I have done research on lotteries, and while I didn't do ALL states, I never came across ANY that stopped annual payments upon death. They all (and definitely including Mega Millions and Powerball) continue to pay out to your estate upon death. Even most "Win for Life" payouts have a minimum payout so if the winner dies of shock right after redeeming the winning ticket the estate gets something. For example, NY's $1000 a week for life pays out at least $1 million over 20 years.
As for which would you take, well..OBVIOUSLY you would take the lump sum with the interest rates at historic lows. The way they pay out lottery winnings is they invest some amount that would cover the annuity payments. So..if you won a jackpot of $250 million, they would invest whatever it would take to pay you $10 million a year for the next 25 years. That amount iss what they pay out as the lump sum for those who take the lump sum. (Which these days is something like 90% of players.) The lower the interest rate at the time of the investment, the more they have to invest, and therefore the higher the lump lump.
Since we are at historically low interest rates, the lump sum percentage is the highest it has ever been, and likely will ever be again. Chances are, interest rates will rise over the next 25 years and will average considerably higher than they are now. So even simple, low risk investments would likely result in a higher expected value for people taking the lump sum.
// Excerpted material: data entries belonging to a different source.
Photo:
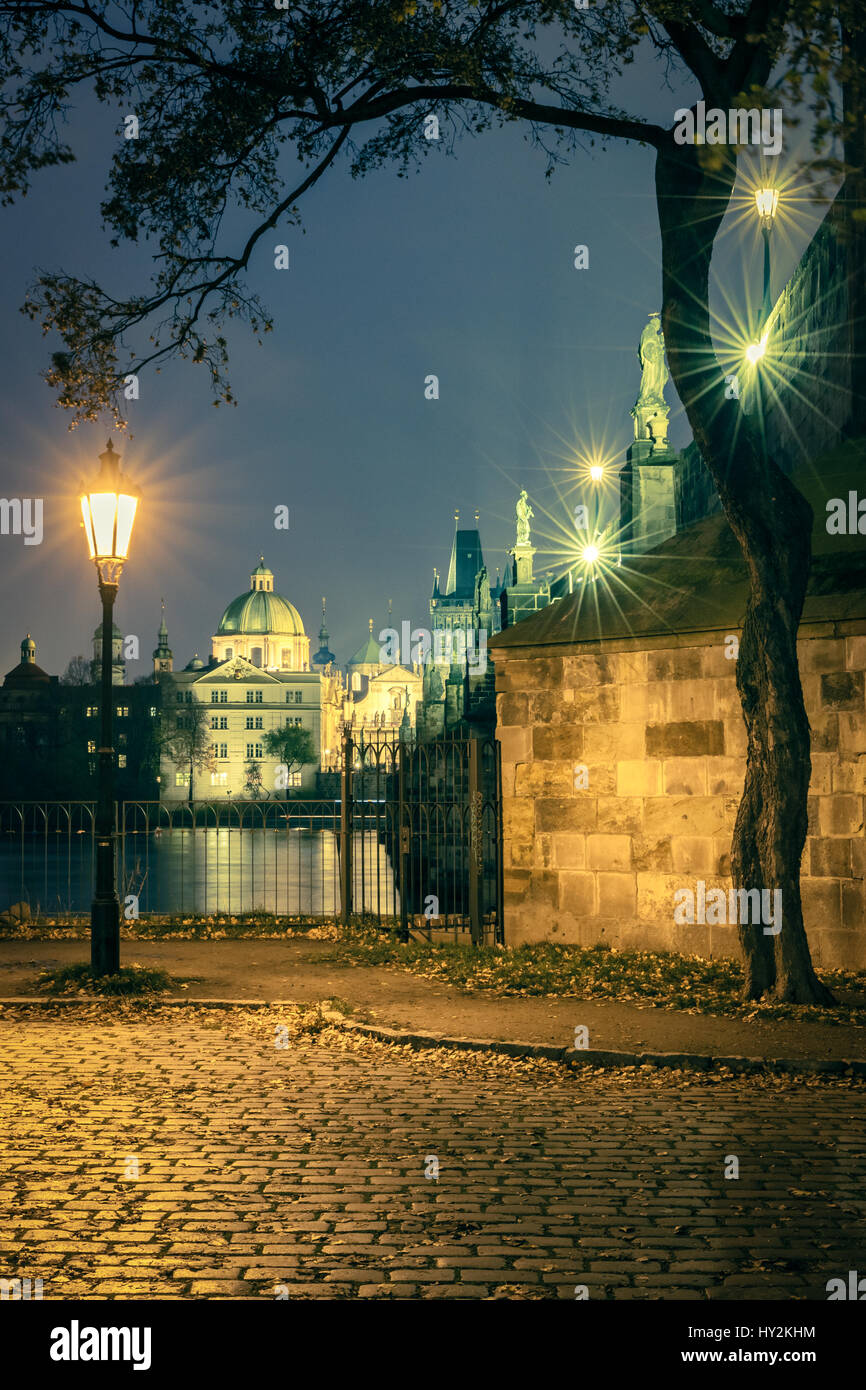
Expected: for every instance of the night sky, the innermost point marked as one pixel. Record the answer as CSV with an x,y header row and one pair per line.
x,y
463,270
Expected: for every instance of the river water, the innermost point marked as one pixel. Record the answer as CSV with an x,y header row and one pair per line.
x,y
199,872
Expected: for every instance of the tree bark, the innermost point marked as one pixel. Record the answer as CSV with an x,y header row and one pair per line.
x,y
773,524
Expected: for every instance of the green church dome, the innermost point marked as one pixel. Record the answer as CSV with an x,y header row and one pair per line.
x,y
260,610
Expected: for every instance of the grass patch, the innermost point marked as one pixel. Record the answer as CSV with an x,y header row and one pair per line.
x,y
662,979
129,980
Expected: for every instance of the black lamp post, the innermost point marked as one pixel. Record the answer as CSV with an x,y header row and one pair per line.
x,y
766,200
109,512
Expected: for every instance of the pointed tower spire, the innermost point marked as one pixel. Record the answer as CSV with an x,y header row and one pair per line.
x,y
163,656
324,655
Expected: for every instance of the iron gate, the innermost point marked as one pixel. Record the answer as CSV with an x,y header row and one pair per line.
x,y
435,809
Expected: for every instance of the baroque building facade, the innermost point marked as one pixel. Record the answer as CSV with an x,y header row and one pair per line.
x,y
259,679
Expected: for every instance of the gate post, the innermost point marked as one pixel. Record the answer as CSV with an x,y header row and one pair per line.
x,y
476,844
345,831
403,840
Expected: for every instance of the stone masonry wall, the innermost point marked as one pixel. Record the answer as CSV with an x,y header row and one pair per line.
x,y
659,730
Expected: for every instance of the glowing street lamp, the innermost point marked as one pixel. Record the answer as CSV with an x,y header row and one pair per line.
x,y
766,202
109,510
755,350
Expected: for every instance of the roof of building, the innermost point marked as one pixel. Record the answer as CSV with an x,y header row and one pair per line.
x,y
369,653
27,673
697,580
466,559
259,612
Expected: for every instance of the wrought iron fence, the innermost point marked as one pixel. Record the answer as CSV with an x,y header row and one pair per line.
x,y
414,840
437,811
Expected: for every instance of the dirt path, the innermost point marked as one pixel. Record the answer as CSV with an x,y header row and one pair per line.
x,y
295,970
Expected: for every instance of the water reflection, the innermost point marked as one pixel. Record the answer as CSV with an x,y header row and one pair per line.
x,y
287,872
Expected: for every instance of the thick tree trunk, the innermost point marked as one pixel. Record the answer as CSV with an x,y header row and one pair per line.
x,y
773,524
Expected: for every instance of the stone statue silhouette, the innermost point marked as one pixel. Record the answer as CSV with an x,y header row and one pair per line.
x,y
524,512
652,362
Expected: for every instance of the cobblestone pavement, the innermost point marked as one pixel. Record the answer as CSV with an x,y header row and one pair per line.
x,y
299,1171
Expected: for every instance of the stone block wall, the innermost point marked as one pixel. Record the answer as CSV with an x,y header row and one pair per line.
x,y
655,731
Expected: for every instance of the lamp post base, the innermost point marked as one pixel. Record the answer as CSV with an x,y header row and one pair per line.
x,y
104,936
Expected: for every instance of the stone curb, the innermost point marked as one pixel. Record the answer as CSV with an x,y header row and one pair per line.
x,y
567,1055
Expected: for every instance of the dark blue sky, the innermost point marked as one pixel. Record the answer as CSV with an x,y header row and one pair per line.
x,y
463,270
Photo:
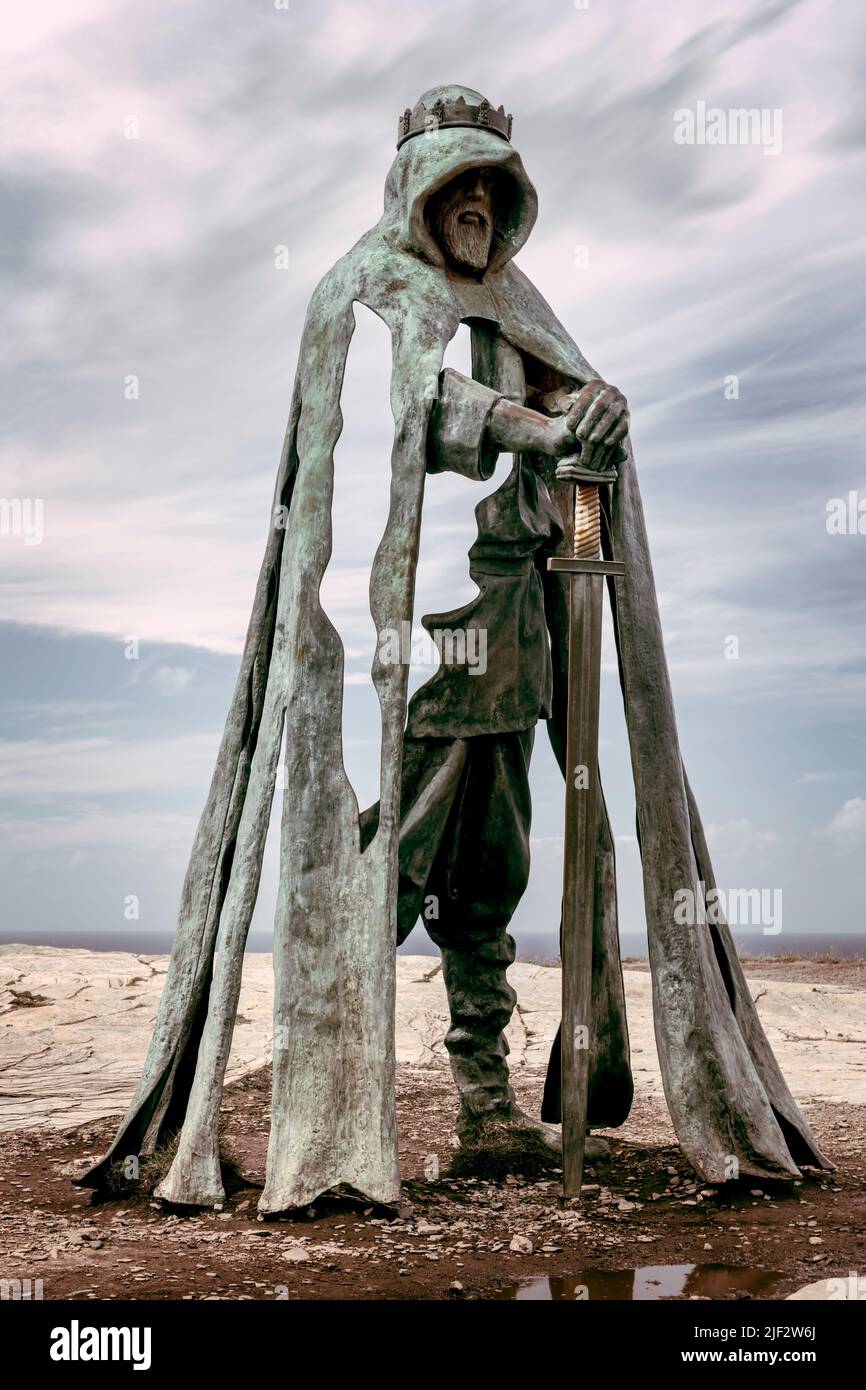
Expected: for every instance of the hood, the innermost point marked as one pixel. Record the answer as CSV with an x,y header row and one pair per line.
x,y
426,163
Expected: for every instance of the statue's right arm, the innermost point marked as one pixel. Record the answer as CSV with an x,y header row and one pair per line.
x,y
471,426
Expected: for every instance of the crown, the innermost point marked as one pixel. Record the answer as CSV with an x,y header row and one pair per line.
x,y
449,114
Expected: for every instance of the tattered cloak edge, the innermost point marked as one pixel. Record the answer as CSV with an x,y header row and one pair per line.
x,y
334,1111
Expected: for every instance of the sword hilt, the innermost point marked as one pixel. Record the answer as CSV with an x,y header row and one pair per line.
x,y
587,521
587,544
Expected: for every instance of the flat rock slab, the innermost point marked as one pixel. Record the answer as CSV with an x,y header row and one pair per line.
x,y
75,1025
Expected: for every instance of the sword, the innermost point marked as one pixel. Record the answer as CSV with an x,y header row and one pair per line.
x,y
585,570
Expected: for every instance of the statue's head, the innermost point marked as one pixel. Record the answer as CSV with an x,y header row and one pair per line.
x,y
460,217
458,193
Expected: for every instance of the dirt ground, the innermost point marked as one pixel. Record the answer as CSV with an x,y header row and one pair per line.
x,y
452,1239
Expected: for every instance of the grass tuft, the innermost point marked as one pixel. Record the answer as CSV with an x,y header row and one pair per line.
x,y
499,1148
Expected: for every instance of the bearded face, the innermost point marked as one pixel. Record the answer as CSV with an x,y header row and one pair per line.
x,y
462,220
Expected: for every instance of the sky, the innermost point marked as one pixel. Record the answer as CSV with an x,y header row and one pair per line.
x,y
177,180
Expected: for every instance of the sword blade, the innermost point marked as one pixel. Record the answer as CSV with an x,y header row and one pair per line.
x,y
585,599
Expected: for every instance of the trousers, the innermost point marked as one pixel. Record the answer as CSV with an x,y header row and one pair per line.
x,y
463,868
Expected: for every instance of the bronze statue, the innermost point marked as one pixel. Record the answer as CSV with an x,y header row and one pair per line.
x,y
453,816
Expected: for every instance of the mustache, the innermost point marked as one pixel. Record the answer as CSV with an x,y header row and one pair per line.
x,y
470,213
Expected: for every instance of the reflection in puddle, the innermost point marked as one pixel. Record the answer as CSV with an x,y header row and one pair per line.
x,y
649,1282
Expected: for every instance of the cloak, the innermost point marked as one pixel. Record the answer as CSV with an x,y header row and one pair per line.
x,y
334,1118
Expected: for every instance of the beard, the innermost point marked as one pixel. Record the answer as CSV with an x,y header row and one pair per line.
x,y
467,243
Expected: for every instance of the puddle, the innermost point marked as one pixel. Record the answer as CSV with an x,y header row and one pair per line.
x,y
648,1282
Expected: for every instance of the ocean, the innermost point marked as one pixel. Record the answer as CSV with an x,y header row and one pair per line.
x,y
540,947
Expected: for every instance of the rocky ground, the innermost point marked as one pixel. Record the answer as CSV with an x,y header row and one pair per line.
x,y
645,1228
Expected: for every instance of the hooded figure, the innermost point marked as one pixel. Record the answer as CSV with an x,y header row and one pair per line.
x,y
453,815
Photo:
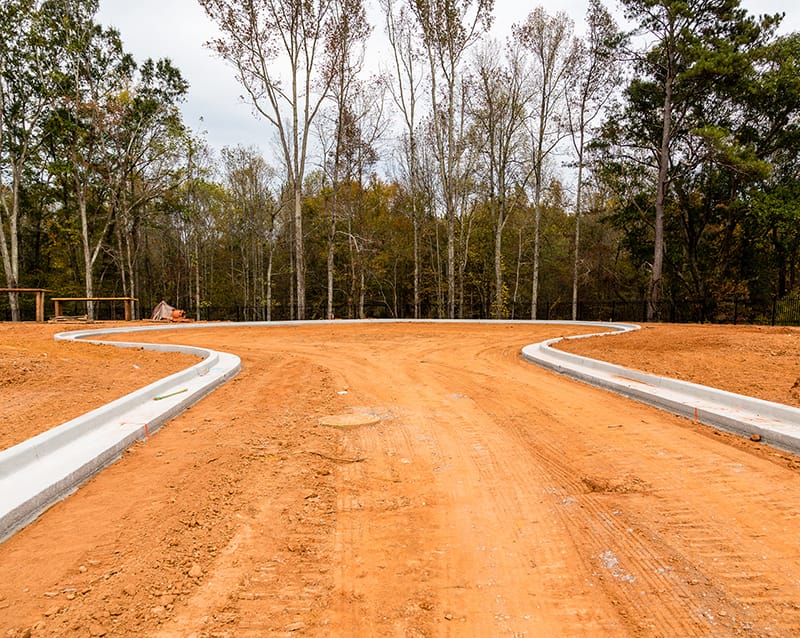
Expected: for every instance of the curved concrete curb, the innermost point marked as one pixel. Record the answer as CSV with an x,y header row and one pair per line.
x,y
777,424
41,471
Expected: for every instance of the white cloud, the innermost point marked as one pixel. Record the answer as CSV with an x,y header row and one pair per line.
x,y
178,29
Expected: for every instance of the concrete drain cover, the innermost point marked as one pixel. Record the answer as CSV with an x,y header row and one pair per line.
x,y
349,420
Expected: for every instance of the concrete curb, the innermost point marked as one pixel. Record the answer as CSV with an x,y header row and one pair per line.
x,y
43,470
777,424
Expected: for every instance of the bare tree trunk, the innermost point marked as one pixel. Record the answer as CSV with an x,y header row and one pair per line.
x,y
299,265
269,285
661,192
11,255
576,261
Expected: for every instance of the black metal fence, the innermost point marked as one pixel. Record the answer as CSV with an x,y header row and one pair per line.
x,y
780,312
774,312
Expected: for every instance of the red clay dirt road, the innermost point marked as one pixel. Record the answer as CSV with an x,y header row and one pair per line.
x,y
493,498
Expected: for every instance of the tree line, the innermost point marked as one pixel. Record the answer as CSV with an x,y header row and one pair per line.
x,y
468,178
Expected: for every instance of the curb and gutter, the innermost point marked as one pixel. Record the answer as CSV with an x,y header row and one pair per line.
x,y
45,469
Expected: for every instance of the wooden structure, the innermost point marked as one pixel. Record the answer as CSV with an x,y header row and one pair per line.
x,y
127,301
39,292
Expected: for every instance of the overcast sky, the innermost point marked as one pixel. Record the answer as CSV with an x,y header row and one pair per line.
x,y
178,29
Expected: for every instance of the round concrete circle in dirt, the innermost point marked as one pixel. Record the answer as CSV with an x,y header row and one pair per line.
x,y
349,420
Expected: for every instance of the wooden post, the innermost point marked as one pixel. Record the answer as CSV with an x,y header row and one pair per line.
x,y
40,306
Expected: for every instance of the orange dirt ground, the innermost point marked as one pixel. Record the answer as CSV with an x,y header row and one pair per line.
x,y
492,498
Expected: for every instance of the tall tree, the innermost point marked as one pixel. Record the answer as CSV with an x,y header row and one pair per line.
x,y
345,39
93,71
596,74
449,28
406,88
500,108
260,39
693,51
548,39
26,93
I started doing this research about 12 years ago when interest rates were extremely high. At that time, the lump sum value was something like 45-50% of the advertised jackpot. Before taxes. Compared to today where it is around 70%. (This will vary from game to game as some games have 25 equal payments, while others have 30 years, and still others like NY state have a ridiculous 30 or more year payout, with a backended payout system. This greatly decreases the lump sum amount.) But even then, with a halfway decent investment portfolio, you are almost certain to get a better return on the investment of the lump sum than the government would.